Les retraité·es sont concerné·es, comme l’ensemble des salarié·es, par la situation économique. Nombre de retraité·es aident leurs enfants, voire petits-enfants, quand ils ne jouent pas le rôle « d’aidant·es » auprès de parents. Ils servent la société par leurs nombreuses activités bénévoles. Il·elles sont concerné·es par la disparition des services publics de proximité, transport, santé, culture… du démantèlement de la protection sociale et de la construction d’une Europe sociale .

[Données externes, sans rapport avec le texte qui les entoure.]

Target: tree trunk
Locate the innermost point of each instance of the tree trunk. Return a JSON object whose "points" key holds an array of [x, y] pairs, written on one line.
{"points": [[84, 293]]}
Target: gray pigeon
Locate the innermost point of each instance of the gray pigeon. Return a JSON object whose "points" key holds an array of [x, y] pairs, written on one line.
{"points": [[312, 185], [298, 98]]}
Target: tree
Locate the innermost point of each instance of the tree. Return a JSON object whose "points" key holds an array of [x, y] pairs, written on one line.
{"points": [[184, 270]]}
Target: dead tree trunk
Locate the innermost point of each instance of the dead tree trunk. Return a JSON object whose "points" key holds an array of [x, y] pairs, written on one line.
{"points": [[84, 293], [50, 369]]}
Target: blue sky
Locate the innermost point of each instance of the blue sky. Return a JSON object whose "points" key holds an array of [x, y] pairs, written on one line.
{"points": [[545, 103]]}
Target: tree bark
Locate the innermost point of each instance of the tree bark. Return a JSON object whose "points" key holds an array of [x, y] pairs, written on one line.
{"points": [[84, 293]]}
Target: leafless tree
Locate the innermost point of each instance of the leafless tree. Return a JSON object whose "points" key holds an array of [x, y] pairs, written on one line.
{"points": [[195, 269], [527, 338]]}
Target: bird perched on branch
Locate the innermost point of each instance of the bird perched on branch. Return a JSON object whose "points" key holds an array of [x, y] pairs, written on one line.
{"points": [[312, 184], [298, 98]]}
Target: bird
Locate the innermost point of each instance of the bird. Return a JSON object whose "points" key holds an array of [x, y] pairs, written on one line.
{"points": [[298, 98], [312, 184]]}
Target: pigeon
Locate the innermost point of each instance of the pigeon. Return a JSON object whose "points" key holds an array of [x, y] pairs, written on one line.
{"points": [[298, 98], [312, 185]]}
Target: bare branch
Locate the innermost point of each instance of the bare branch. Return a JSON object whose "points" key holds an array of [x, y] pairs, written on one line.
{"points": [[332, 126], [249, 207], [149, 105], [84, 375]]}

La politique de baisse des dépenses publiques et du pouvoir d’achat des salarié·es comme des retraité·es coûte en investissement social : elle a un impact direct sur la consommation, élément de la croissance et du développement des emplois .
Les retraité·es se mobilisent, 1 250 sont syndiqué·es au SNEP-FSU .
Les enseignant·es d’EPS, en se syndiquant participent aux luttes impulsées par les organisations syndicales dont la FSU, la FGR, et le groupe des 9 .
Avec la FSU, ils·elles refusent que les pensions soient une variable d’ajustement et relèvent de la charité Les retraité·es sont des salarié·es, leur pension est un salaire continué fondé sur la qualification du·de la salarié·e et ses années de cotisations. Les pensions doivent être indexées sur le salaire moyen. Il·elles revendiquent le rattrapage des pertes subies depuis 2013 soit l’équivalent d’un mois sur une année .
Pour augmenter les pensions, les retraité·es demandent le rétablissement de l’ISF (4,5 milliards d’euros), l’imposition des dividendes à l’impôt progressif (10 milliards), la fin du CICE (40 milliards en 2019), le rétablissement de l’exit tax (6 milliards), la lutte contre la fraude fiscale (au moins 100 milliards), etc.